Urban Compost
October 25, 2004 9:07 PM   Subscribe

SolidWasteFilter (oh boy!):
How to deal with compost in an urban setting.

So, I'm a single guy living by myself, which means I don't generate a lot of garbage. Problem is, when I need to dispose of something "wet" (veggie trimmings, plate scrapings), I don't have a disposal, so it all ends up going into the trash. Since I only generate enough garbage to fill up the can every two weeks or so, I can't leave this waste in there without generating quite a stink. I would consider composting, but I don't really have a backyard of any sort to do it in. Is there some secret to getting rid of solid waste of this sort? What else can I do with it? Smaller trash can that I can empty more often? Nifty laser incineration machine (omg plz say this exists)?
posted by Hackworth to Home & Garden (12 answers total)
 
If you don't mind the extra work you could start a worm bin. That still excludes meat scraps and cheese, but most other things can go in it. You do end up with compost & castings (em, worm poop), but not huge amounts of it. Trust me - it's gardening gold and you should have no trouble getting rid of it if you don't keep it.
posted by O9scar at 9:51 PM on October 25, 2004


Toss trash out twice a week regardless of the trash level, or at the very least once a week.
posted by riffola at 9:52 PM on October 25, 2004


yeah, i'm trying to reduce waste here. i'd hate to add more plastic trash bags to landfill, and I reserve the paper bags for recycling.
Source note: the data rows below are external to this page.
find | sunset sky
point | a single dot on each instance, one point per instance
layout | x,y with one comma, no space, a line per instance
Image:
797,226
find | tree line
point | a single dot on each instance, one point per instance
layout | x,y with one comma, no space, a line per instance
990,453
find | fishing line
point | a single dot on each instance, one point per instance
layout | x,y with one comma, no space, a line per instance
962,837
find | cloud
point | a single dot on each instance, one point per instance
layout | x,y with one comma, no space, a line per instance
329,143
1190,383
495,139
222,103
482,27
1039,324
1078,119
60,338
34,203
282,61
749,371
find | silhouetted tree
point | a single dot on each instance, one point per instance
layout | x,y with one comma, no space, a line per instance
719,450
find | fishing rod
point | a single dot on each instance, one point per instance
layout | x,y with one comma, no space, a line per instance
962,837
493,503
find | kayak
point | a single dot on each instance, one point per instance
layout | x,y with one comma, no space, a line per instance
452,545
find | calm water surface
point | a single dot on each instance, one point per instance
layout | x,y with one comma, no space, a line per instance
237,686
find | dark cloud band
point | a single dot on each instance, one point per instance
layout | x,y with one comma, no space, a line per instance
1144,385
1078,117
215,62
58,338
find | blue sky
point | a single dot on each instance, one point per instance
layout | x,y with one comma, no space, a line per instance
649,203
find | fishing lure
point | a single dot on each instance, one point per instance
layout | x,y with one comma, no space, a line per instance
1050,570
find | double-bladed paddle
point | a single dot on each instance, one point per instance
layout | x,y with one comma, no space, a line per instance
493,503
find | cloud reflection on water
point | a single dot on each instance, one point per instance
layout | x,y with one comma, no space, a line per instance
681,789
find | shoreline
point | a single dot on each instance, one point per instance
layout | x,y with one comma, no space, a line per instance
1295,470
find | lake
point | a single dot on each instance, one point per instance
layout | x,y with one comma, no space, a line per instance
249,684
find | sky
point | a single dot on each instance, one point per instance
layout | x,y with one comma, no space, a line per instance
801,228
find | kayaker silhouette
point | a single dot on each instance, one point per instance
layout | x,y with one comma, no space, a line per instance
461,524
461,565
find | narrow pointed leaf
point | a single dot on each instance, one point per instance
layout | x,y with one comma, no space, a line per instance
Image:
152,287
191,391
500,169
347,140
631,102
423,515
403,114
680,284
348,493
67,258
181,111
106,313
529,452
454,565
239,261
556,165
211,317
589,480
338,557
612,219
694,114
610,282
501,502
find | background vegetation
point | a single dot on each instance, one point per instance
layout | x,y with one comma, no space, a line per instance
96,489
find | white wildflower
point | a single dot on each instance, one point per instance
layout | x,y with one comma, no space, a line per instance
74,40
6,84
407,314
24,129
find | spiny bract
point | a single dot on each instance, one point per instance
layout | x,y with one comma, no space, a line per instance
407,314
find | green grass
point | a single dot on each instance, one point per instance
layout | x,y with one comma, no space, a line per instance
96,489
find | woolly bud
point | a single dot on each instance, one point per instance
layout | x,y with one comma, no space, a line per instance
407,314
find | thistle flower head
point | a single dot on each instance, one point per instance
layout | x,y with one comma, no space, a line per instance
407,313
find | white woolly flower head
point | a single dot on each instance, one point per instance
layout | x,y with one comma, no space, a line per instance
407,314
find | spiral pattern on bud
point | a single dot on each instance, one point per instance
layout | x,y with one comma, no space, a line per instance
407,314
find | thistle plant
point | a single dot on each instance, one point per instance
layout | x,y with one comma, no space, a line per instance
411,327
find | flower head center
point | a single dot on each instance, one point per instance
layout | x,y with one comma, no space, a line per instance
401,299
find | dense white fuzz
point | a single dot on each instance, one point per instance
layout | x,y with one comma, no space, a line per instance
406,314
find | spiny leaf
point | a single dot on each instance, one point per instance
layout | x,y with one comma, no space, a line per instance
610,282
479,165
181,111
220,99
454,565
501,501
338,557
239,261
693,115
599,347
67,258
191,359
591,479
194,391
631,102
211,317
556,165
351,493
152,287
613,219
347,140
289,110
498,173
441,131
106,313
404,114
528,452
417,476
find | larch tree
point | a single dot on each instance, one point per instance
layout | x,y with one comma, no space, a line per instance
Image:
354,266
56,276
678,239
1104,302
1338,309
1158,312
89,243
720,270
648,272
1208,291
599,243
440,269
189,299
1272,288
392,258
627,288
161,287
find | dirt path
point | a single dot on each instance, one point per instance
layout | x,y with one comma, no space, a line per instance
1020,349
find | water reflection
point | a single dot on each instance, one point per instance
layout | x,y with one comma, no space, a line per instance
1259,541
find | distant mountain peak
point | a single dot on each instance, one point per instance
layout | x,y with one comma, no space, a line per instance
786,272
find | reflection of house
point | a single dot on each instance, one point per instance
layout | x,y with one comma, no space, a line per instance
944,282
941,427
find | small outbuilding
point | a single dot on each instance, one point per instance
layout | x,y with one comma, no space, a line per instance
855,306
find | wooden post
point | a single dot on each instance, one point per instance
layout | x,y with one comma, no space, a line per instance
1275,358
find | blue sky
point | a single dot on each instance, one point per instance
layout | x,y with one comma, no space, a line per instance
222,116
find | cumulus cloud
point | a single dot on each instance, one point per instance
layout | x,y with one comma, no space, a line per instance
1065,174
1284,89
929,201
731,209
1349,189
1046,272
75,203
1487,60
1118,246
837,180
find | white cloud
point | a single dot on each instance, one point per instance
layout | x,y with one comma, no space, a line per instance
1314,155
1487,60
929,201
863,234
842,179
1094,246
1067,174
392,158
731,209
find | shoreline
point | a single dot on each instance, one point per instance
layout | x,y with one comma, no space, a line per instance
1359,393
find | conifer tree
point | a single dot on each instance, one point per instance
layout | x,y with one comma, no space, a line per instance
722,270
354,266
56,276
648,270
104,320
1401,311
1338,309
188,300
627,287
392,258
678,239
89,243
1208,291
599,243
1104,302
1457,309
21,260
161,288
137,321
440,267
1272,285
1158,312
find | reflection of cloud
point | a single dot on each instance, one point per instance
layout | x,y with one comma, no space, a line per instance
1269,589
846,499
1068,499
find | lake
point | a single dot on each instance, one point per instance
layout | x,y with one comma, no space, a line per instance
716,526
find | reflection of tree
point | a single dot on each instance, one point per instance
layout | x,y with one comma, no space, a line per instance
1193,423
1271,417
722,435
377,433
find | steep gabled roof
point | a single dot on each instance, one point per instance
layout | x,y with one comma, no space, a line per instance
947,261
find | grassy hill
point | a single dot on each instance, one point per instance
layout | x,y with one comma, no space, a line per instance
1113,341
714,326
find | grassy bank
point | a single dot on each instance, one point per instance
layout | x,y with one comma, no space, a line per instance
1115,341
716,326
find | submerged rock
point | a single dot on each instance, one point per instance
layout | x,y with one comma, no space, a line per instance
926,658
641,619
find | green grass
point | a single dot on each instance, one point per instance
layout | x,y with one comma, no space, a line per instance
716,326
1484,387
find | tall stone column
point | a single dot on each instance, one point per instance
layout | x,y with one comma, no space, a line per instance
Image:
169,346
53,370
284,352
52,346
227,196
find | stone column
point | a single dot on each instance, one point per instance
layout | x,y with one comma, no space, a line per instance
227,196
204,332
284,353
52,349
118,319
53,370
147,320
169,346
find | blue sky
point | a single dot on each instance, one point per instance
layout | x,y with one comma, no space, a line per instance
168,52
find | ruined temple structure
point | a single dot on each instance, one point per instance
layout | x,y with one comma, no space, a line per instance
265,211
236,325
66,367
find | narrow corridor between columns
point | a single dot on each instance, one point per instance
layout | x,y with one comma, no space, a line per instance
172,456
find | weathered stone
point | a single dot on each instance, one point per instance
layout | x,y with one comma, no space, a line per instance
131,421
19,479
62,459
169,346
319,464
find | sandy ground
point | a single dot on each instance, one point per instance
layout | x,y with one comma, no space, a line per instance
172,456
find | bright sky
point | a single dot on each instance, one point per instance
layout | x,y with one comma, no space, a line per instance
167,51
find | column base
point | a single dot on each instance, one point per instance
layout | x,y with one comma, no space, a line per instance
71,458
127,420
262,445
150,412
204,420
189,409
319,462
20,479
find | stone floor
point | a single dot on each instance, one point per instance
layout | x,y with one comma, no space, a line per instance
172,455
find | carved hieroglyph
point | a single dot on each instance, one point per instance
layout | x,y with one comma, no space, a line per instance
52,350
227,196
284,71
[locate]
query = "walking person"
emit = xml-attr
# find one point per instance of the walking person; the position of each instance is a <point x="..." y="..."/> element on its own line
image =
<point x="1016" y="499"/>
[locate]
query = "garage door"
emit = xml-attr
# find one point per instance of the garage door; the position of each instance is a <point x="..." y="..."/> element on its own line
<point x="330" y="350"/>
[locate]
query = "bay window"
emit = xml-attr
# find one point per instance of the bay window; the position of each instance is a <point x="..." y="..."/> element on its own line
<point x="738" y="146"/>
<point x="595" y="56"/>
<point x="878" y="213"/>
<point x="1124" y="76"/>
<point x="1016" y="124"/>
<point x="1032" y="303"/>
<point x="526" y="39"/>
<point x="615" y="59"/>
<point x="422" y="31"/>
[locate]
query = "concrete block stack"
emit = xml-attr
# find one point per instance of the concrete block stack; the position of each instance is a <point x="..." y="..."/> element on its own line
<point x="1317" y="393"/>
worm bin...hmm. how much else would I have to provide to keep 'em alive? I sometimes go a while without cooking food at home. I have a feeling they'd be more likely to end up like my plants: dead.
posted by Hackworth at 10:01 PM on October 25, 2004


As a single urban guy myself, I find that my shopping habits leave me with a lot of little plastic grocery bags. I keep them under the sink and rather than putting organic garbage right in the big 33-gallon trash bin I tie each meal's up in a little bag and put that in. The big bag fills up and gets dumped every week or ten days and never smells.
posted by nicwolff at 10:47 PM on October 25, 2004


Get a second, small trash can just for organic matter. A step can with a nice heavy lid will keep the room from smelling like your garbage.
posted by jjg at 12:13 AM on October 26, 2004


Do you have a fire escape? My girlfriend and I got a small compost pail (it was about $40- email me if you're interested and I'll see if I can dig up the info) last spring that we kept on ours. Worked great for a while, but the summer heat and humidity brought maggots, so we put it on hold. We're going to start it back up again now that the weather is cooling off.
posted by mkultra at 3:24 AM on October 26, 2004


We had a worm bin for a while in Seattle. It's pretty tough to kill the worms as long as you pay attention to the moisture level. There's a great book called Worms Eat My Garbage which is a good intro to how to do it. As far as non-stinky trash goes, two things we do to help that are 1) keeping all veggie ends that are non disgusting in a plastic bag in the freezer and cook them all down into veggie stock once every month or so. 2) anything that has the potential for quick rotting and stinking [especially chicken and dairy products] goes into a little container in the freezer and gets taken out with the trash right before the trash goes to the curb. We also keep recycling bins right next to the trash cans and have found that if we agressively recycle everything that is recyclable, we can get by with a much smaller trash can which then we can take out more often.
posted by jessamyn at 5:24 AM on October 26, 2004


hmm, in the freezer. not a bad idea. I have a bunch of those cheap ziplock reusable containers, which would probably be the perfect size.
posted by Hackworth at 10:29 AM on October 26, 2004


have you tried disabling extensions?
posted by the_ill_gino at 10:59 AM on October 26, 2004


We have this kitchen compost bin. They also sell a Kitchen compost crock. There is a charcoal filter on the vented top. We have no smell problems.
posted by putzface_dickman at 12:01 PM on October 26, 2004


activated charcoal filters, another excellent idea. thanks.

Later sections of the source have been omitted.